Лили сняла двухкомнатную квартиру и устроилась работать на бензоколонку на окраине Лидчёпинга. Но каждый год 11 января она ездила на Уруст, пила кофе и возлагала цветы, теперь уже четыре штуки. Обычно она останавливалась на Урусте на несколько дней, жила в пансионате, и постепенно у нее завязались новые отношения с островом, забравшим ее единственного ребенка.
Здесь окружающая ее пустота воспринималась более интимной, менее пугающей, словно она была чем-то наполнена. А дома в Лидчёпинге было просто пусто и мертво. Там подстерегала пропасть, готовая в любую минуту поглотить ее.
Выйдя на пенсию, она решила переехать обратно на Уруст. Ее доля родительского наследства все время лежала на счете, денег с лихвой хватило на домик со свежим ремонтом и всеми удобствами, расположенный в лесу на севере острова. Таким образом она перебралась поближе к своему единственному живому родственнику, племяннику Буссе, чья квартира располагалась на окраине Гетеборга. Он был единственным ребенком ныне покойной старшей сестры Лили, когда-то они были достаточно близки, но с тех пор, как он вырос, общались мало. Он был одиночкой, и, насколько Лили знала, никогда не имел ни семьи, ни более или менее длительных отношений, все большее место в его жизни занимал алкоголь. При этом он был добрым и душевным человеком, и Лили хотелось видеться с ним чаще. Ведь все ее немногочисленные друзья уже лежали в могиле.
Ее ничто и нигде не удерживало.
Самые глубокие отношения связывали ее с этим берегом, где она потеряла своего сына, с тем морем, что забрало его.
* * *
Нынешнее 11 января ничем не отличалось от предыдущих. Приехав на место, она, как обычно, прошла кружок с Лизой. Обычно она старалась не ходить мимо дома, где они с Улофом и Юханом жили в те счастливые годы, до того, как все кончилось, до того, как возникла большая пустота. Потом Лили оставила собаку в машине, а сама спустилась с корзинкой к скамейке, стоявшей на месте старого бревна.
Она смотрела на море. Вспоминала звуки шагов Юхана по камням.
И вдруг снова услышала шаги. Звук маленьких ножек.
Она услышала шаги.
По-настоящему. Звук шагов.
От дома вниз сбегал мальчик. Он бежал очень быстро, словно всерьез куда-то торопился, и он был без куртки.

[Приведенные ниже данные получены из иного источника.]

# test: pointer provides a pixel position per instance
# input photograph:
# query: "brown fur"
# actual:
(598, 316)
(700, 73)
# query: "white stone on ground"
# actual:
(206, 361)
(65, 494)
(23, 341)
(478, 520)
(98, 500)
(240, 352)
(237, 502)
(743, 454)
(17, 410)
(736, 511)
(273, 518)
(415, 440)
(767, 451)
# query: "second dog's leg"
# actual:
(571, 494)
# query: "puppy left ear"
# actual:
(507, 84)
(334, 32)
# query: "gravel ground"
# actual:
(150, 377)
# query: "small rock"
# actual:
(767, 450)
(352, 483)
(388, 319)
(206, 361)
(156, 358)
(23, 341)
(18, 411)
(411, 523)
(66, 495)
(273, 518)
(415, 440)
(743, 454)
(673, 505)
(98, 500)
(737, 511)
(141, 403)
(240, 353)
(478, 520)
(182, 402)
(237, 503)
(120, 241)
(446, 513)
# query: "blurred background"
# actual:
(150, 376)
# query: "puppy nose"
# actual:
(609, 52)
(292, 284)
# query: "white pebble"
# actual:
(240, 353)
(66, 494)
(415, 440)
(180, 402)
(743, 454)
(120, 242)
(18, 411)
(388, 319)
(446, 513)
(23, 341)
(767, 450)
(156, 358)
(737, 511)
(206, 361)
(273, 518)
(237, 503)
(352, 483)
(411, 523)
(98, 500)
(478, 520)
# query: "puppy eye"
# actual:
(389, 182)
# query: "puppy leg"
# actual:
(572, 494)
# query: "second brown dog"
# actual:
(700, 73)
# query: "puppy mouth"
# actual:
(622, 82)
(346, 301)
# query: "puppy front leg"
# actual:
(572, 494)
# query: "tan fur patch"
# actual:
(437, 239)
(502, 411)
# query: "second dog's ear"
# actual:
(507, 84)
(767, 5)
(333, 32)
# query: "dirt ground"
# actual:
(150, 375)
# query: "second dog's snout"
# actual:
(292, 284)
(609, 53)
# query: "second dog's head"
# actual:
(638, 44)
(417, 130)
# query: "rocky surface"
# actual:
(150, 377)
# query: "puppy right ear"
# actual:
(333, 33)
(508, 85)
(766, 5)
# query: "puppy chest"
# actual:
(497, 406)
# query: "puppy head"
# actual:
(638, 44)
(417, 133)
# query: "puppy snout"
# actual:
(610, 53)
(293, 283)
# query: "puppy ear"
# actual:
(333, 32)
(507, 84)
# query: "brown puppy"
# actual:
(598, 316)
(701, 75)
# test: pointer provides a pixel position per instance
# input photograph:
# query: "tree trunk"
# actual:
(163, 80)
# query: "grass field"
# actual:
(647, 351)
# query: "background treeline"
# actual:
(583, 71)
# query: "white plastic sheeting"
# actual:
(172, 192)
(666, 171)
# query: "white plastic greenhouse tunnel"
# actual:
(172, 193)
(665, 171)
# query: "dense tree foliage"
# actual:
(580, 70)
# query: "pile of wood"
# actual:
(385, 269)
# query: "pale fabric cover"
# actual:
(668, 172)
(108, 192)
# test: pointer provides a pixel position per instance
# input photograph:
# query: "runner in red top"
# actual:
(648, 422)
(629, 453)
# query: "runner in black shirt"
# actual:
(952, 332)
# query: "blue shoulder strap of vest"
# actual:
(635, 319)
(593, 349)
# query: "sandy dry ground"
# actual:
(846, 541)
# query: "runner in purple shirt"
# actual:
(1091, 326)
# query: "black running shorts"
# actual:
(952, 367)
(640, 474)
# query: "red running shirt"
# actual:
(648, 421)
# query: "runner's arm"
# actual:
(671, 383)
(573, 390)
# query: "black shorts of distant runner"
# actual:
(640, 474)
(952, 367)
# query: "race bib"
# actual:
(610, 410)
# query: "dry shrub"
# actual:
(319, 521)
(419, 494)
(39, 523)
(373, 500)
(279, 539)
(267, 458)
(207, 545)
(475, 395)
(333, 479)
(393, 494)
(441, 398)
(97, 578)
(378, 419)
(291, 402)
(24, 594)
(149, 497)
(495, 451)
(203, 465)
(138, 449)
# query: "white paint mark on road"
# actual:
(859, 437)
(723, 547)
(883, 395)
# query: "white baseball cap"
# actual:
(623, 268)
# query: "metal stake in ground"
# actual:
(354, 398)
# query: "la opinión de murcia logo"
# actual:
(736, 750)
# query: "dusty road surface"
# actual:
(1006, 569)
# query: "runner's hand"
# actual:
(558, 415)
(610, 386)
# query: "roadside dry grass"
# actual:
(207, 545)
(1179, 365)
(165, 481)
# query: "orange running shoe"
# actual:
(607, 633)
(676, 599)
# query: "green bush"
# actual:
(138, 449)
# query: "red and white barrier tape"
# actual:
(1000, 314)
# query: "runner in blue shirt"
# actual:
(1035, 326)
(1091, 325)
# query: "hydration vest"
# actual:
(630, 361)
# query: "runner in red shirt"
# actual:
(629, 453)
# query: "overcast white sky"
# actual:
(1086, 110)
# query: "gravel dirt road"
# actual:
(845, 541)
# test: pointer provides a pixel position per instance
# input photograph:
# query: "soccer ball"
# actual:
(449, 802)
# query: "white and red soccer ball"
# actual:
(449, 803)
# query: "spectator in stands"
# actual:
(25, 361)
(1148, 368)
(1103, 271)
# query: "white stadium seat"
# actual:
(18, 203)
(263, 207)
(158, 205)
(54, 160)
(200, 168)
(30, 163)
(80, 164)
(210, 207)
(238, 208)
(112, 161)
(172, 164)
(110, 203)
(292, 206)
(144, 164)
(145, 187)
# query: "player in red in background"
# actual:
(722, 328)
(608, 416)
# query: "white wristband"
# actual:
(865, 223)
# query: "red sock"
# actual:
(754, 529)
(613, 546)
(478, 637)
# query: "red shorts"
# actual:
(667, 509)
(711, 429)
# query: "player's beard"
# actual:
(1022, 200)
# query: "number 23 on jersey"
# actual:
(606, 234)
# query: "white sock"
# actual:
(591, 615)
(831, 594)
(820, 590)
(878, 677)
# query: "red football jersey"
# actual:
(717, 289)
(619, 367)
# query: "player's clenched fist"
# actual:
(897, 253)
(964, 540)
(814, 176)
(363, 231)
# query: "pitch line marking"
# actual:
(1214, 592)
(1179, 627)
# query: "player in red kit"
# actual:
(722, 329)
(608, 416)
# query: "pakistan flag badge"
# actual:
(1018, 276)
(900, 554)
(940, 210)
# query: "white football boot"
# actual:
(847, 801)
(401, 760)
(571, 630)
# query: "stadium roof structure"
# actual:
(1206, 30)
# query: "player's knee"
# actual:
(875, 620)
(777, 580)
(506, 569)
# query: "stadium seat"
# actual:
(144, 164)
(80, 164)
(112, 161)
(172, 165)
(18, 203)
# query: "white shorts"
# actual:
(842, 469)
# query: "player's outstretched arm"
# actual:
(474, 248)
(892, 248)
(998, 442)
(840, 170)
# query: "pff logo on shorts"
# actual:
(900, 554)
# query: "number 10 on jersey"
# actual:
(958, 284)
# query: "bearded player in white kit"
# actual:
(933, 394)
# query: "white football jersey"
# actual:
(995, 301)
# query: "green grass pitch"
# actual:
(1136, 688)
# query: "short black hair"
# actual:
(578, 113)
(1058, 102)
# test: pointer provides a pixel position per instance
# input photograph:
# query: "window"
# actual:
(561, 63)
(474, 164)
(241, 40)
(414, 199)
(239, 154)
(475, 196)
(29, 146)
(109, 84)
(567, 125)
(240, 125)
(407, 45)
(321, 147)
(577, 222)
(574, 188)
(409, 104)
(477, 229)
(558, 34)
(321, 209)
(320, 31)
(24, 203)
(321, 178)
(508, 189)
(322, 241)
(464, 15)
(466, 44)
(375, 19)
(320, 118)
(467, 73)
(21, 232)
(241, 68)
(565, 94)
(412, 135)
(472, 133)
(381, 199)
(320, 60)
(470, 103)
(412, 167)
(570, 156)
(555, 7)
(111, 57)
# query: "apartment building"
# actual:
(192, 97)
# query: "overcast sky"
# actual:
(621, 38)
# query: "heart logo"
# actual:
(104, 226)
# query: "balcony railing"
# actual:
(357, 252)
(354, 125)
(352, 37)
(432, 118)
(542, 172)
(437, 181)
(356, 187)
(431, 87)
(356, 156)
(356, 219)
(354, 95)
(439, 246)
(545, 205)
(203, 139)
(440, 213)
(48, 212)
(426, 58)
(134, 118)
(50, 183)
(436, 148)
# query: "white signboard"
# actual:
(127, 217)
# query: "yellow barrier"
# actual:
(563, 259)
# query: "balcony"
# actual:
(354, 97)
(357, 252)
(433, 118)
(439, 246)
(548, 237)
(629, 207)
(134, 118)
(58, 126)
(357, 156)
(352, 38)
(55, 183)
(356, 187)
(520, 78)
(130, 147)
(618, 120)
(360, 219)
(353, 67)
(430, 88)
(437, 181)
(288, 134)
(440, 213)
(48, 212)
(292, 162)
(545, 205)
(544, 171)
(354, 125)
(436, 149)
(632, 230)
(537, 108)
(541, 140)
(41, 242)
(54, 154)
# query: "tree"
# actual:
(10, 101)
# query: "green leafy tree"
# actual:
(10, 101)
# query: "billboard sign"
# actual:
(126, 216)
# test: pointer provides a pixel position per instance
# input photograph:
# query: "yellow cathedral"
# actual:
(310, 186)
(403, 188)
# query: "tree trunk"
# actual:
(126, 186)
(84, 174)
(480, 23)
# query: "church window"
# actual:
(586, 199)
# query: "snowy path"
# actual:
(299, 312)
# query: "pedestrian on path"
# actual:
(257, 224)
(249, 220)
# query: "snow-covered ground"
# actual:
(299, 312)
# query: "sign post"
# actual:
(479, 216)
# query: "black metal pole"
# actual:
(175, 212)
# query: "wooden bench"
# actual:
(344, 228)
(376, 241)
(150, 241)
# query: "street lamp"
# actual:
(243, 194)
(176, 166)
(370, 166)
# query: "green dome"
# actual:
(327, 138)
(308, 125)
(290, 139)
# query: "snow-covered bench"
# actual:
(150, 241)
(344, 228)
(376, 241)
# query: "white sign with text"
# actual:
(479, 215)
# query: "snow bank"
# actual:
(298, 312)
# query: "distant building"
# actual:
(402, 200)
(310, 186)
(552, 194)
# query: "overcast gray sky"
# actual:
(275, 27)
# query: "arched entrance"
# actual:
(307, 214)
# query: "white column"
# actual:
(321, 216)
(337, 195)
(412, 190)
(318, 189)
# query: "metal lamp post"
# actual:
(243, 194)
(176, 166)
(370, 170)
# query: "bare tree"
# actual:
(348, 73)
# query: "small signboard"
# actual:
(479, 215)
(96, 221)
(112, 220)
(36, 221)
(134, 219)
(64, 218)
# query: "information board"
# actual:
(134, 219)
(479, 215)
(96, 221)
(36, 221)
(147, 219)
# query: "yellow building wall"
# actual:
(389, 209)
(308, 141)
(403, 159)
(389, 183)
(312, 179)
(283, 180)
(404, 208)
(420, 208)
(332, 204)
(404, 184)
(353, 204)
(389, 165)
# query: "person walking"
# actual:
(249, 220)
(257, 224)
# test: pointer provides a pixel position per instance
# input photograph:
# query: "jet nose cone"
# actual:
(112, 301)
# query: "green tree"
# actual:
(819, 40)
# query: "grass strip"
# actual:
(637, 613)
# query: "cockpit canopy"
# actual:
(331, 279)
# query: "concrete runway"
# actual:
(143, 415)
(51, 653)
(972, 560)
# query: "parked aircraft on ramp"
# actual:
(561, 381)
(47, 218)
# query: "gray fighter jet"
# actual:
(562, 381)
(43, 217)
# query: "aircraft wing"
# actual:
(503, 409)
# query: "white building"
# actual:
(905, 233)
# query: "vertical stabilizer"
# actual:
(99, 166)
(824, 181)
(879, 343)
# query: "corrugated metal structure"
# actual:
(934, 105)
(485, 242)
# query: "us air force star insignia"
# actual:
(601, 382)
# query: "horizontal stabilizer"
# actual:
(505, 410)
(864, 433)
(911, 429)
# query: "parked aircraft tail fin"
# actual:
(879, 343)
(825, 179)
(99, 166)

Лили узнала его. Это был паренек из магазина, тот, что обычно гладил Лизу. Что он здесь делает? Неужели живет в их доме? Но почему он один?
Мальчуган должен был заметить ее, но он мчался к морю, как будто ему нельзя было терять ни секунды. Подбежав к узким мосткам, он замедлил ход, и теперь уже размеренными, но решительными шагами направился к большому камню.
— Эй! — крикнула Лили. — Постой.
Она встала, подбежала к мальчику, стоявшему на камне, остановилась в каком-нибудь метре от него.
— Иди сюда, — спокойно произнесла она, протягивая ему руку. — Тебе здесь нельзя стоять. Тут скользко. Ты можешь упасть в воду.
Он повернулся к ней, и в его глазах она заметила нечто особенное, то же, что видела во взгляде своего сына в последнюю ночь перед тем, как он пропал, теперь она вдруг вспомнила, хотя давно уже об этом не думала. Он разговаривал во сне, несвязно, словно беседовал с кем-то. Они с Улофом оба встали, заглянули в комнату к сыну, и он повернулся к ним. Было в его глазах что-то необычное, как будто он наполовину отсутствовал, Лили тогда подумала, это из-за того, что он толком не проснулся.
У этого мальчика были такой же взгляд.
И вдруг он закрыл глаза и упал спиной в воду.
У Лили перехватило дыхание.
Было ощущение, что он сам хотел упасть.
Лили забралась на большой камень и, держась одной рукой за лесенку, опустилась на колени и схватила мальчика за рукав свитера, прежде чем он успел полностью скрыться под водой.
— Милый ребенок, — сказала она и, мобилизовав все силы, неизвестно откуда взявшиеся, подтянула его к себе и заставила подняться по лесенке. Пока она его вытаскивала, с мальчика слетел один ботинок и исчез в глубине.
— Милый ребенок, что с тобой?
Теперь он выглядел обычным мальчишкой, потрясенным, испуганным, как и любой ребенок, который случайно упал в ледяную воду.
Должно быть, ей просто показалось, будто он упал нарочно, она постоянно что-то себе воображала, то одно, то другое, ей все об этом говорили. По крайней мере, Юхан такого не делал. Или делал? Она же не видела, как он оказался в воде.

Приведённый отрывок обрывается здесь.